Dans les heures qui ont suivi la qualification du PSG pour la finale de Ligue des Champions, de nombreux acteurs du foot italien se sont exprimés sur cette finale à venir face à l’Inter.
En Italie, on suit d’ailleurs de très près les aventures parisiennes, et ce depuis des années déjà, puisqu’à une époque le club de la capitale avait l’habitude de faire son mercato en Serie A et d’y recruter des joueurs assez populaires, à l’image de Zlatan Ibrahimovic ou de Marco Verratti. La présence de Gigio Donnarumma, portier de la Nazionale, dans les cages parisiennes fait aussi que les rencontres des Parisiens soient suivies de l’autre côté des Alpes, tout comme l’arrivée de Khvicha Kvaratskhelia il y a quelques mois. Et que pensent les Italiens du PSG en vue de cette finale ?
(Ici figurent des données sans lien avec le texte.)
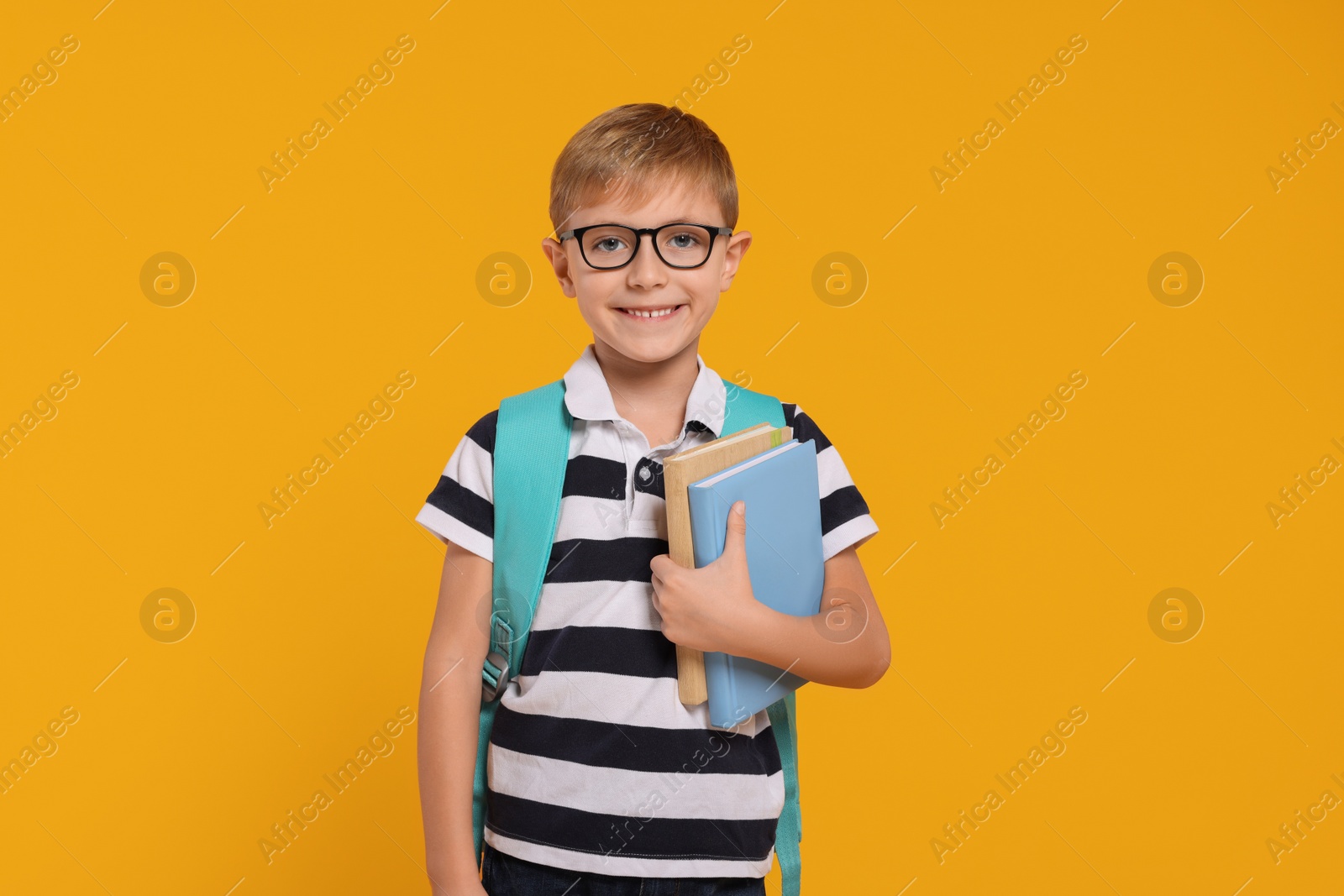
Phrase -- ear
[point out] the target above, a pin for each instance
(559, 259)
(738, 244)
Les Italiens s’attendent à une rencontre équilibrée
« C’est sympa de voir Donnarumma être décisif comme ça, c’est un gardien de but vraiment phénoménal. Il fait des choses incroyables, félicitations à lui et j’espère qu’il continuera comme ça. Je ne vois pas beaucoup de buts dans PSG-Inter, je le vois comme très tactique et équilibré. Le PSG est beaucoup plus rapide que l’Inter », a lancé sur Sky Italia Boban, grand milieu de terrain passé par l’AC Milan et l’AS Bari, pas Italien (Croate) mais consultant très écouté en Italie. « Le PSG en finale ? Je pense que c’est du 50/50. Ils ont également atteint la finale (en 2020). C’est un match unique et nous devons jouer pour cela et nous espérons continuer à avoir le niveau que nous avons vu lors de ces deux demi-finales », a de son côté lancé Javier Zanetti, vice-président et légende intériste.
« Sans Mbappé, c’est un PSG plus fort qu’avant. Et le trio de Luis Enrique exalte aussi Kvara », titre la Gazzetta dello Sport, qui n’a aucun doute sur le fait que le principal responsable des succès parisiens est Luis Enrique : « en fin de compte, donc, la vraie star est l’entraîneur. Luis Enrique est arrivé la saison dernière pour refonder le projet, en lui donnant une identité forte et collective. Il a réussi en imposant sa vision du jeu et du football, en supprimant les privilèges, en supprimant les garanties de statut et de places de titulaires assurées, en s’appuyant sur le mérite et le travail ».
Fabio Capello, qu’on ne présente pas, s’attend lui aussi à un duel serré, comme il l’a confié au journal aux pages roses : « ce sera une finale équilibrée, mais tout commence par le milieu de terrain, comme toujours. À Barcelone, le trio d’Inzaghi avait beaucoup souffert et au lieu de cela, mardi, ses milieux de terrain ont joué un bon match. Évidemment, le 31 mai, il n’y aura pas d’aller-retour, ni de public à pousser ou de stade à conquérir, donc une finale ouverte nous attend. Les milieux de terrain de l’Inter m’ont convaincu même si, étant en fin de saison, ils ne sont visiblement plus très brillants. En demi-finale, Inzaghi a su profiter des occasions, avec Flick qui a continué à jouer homme contre homme à une minute de la fin : un peu présomptueux… Luis Enrique me semble être un entraîneur préparé, il a fait une équipe sur mesure, pleine d’excellents joueurs. Il n’a pas de star absolue comme Lamine Yamal l’est pour Barcelone, quelqu’un sur qui toute l’équipe est basée. Dembélé pourrait être nommé parce que c’est celui qui se démarque le plus, mais tous les titulaires du PSG sont très bons et tout aussi importants ». Le message est passé.